If you don't take capital early on while you're searching for something that is life giving for you and valued by the market, and you find there's too large a gulf between what you want to spend 10+ years working on and what the market says they're interested in enough to grant you the privilege of spending 10+ years working on, you can more easily capture your learnings, close shop and wait for the next opportunity.
"I'm lost. How is this related to your Farcaster journey?" Two ways, (1) Farcaster today is a place to ideate, experiment and learn alongside others doing the same. What I've shared here are some of the reasons behind the approach I have taken to date. Hopefully it stimulates public discussion, and (2) all this relates directly to my journey to date building within the Farcaster ecosystem.

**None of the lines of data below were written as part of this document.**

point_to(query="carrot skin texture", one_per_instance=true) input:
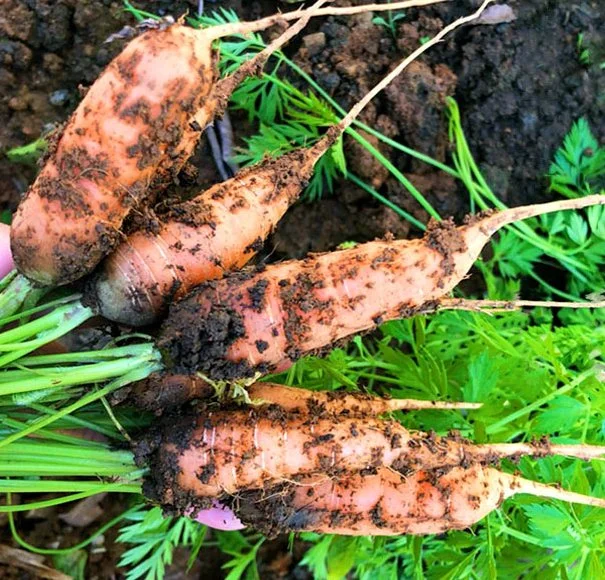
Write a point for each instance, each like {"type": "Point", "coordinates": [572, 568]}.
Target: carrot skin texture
{"type": "Point", "coordinates": [130, 133]}
{"type": "Point", "coordinates": [162, 392]}
{"type": "Point", "coordinates": [222, 452]}
{"type": "Point", "coordinates": [386, 503]}
{"type": "Point", "coordinates": [383, 503]}
{"type": "Point", "coordinates": [199, 240]}
{"type": "Point", "coordinates": [264, 321]}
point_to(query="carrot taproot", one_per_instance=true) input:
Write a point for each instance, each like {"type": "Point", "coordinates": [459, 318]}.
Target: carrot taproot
{"type": "Point", "coordinates": [163, 392]}
{"type": "Point", "coordinates": [213, 453]}
{"type": "Point", "coordinates": [130, 135]}
{"type": "Point", "coordinates": [218, 231]}
{"type": "Point", "coordinates": [387, 503]}
{"type": "Point", "coordinates": [263, 321]}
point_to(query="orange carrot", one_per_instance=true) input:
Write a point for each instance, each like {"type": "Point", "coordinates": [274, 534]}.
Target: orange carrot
{"type": "Point", "coordinates": [263, 321]}
{"type": "Point", "coordinates": [386, 503]}
{"type": "Point", "coordinates": [164, 392]}
{"type": "Point", "coordinates": [227, 451]}
{"type": "Point", "coordinates": [129, 136]}
{"type": "Point", "coordinates": [218, 231]}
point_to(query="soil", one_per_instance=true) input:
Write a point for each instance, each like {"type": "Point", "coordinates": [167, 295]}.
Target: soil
{"type": "Point", "coordinates": [519, 85]}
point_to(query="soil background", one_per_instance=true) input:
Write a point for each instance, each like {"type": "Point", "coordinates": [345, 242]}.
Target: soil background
{"type": "Point", "coordinates": [520, 86]}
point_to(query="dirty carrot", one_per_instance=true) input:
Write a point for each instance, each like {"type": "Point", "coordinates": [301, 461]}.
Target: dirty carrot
{"type": "Point", "coordinates": [130, 135]}
{"type": "Point", "coordinates": [218, 231]}
{"type": "Point", "coordinates": [212, 453]}
{"type": "Point", "coordinates": [385, 503]}
{"type": "Point", "coordinates": [263, 321]}
{"type": "Point", "coordinates": [163, 392]}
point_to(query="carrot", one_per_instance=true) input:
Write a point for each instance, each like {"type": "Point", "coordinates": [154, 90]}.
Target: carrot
{"type": "Point", "coordinates": [222, 452]}
{"type": "Point", "coordinates": [386, 503]}
{"type": "Point", "coordinates": [263, 321]}
{"type": "Point", "coordinates": [163, 392]}
{"type": "Point", "coordinates": [130, 135]}
{"type": "Point", "coordinates": [216, 232]}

Thousands of new people join Farcaster every day. At least a handful of you are considering how to leverage the ecosystem to speed up your own go to market.
Here's my Farcaster tech stack:
WePonder.io: collect broad potential user feedback and target it based on the channel you post in. Excellent for both early concept testing and feature testing before you begin to write a single line of code.
Sure, there's no demographic data today, but there are lots of rich psycho-social data (i.e., one’s social graph, channel activity, channel followers, etc.).Bountycaster: identify and hire talent for micro-engagements (much more cost-effective than an FTE!)
Hypersub: identify potential awareness/distribution partners (i.e., TOC), and easily align incentives between early supporters.
Paragraph.xyz: share your long-form thoughts with the world, and see how the world reacts.
Channels: cultivate a minimum viable community and potential first users. They should be used to foster community around a shared interest and as a captive testing ground for potential concepts and features.
Neynar: pull and leverage social data from day -1
Group Chats: engage super-fans from day -1 for faster, direct feedback loops on your vision. If operating in a more regulated environment, use this to screen eligible participants. GCs allow you to take the growing community a level deeper
Frames / Actions: Trial and refine what amounts to a pre-MVP ‘app’, without the costs of building a full app.
Buoy: track relevant discussion topics to identify potential new users
I am positive that there are more tools that I have been using. These are simply the first that come to mind.